" I love feeling the wind through my hair net at top speeds of 40 mph."
- The busted lady I saw driving in the fast lane down the highway in her old, beat up, Ford truck while sporting a large black hair net.
Ok, so she (who honestly could have very well been a he) didn't actually say that, I am improvising a smidge. At any rate, I got stuck behind he/she on the way to an appointment yesterday afternoon.
Kinda wanted to tell he/she that barely creeping along in the left lane as if you are trapped in some space-time continuum only does two things: A-makes you look like an jacka$$ to those of us who appreciate arriving anywhere on time, and B- it also draws painfully slow attention to the fact that you are wearing a ridiculous hair net.

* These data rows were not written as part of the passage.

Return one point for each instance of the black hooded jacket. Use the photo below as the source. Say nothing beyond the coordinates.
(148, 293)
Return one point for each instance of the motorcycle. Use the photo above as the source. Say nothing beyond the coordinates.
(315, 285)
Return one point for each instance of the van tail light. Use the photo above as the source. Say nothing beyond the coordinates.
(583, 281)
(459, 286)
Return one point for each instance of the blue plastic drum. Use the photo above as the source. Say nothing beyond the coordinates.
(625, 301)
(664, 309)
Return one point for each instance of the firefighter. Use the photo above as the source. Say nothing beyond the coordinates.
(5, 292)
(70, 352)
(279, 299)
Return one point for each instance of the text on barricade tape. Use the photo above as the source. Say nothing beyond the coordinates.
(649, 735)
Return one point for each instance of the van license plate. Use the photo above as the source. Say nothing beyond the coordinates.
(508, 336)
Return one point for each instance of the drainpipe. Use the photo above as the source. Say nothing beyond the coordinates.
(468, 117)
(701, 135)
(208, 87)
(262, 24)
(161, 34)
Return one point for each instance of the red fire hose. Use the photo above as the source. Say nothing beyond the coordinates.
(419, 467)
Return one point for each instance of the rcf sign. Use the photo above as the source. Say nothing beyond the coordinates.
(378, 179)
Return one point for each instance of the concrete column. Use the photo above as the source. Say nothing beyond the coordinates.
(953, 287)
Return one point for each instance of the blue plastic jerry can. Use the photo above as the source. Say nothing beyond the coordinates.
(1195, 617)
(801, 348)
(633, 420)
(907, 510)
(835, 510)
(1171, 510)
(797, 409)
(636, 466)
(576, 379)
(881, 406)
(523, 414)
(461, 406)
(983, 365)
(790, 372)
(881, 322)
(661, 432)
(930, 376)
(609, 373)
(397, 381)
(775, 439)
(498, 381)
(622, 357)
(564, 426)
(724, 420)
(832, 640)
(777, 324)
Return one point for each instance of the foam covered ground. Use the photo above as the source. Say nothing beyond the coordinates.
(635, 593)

I tried very hard to figure out what was going on with what I was seeing. Was the hair net intended to be some sort of accessory? Was I cruising alongside a lunch lady? Are those old truck windows stuck in the down position, forcing he/she to take unfashionable measures to save their hairstyle? It was barely 50 degrees, without the wind, so I am leaning towards busted lady- in a busted truck- with busted windows theory.
Aaaaaaand I am going to go ahead and wrap this up, because I apparently spend way too much time contemplating excessively unimportant things. How do I ever get anything done?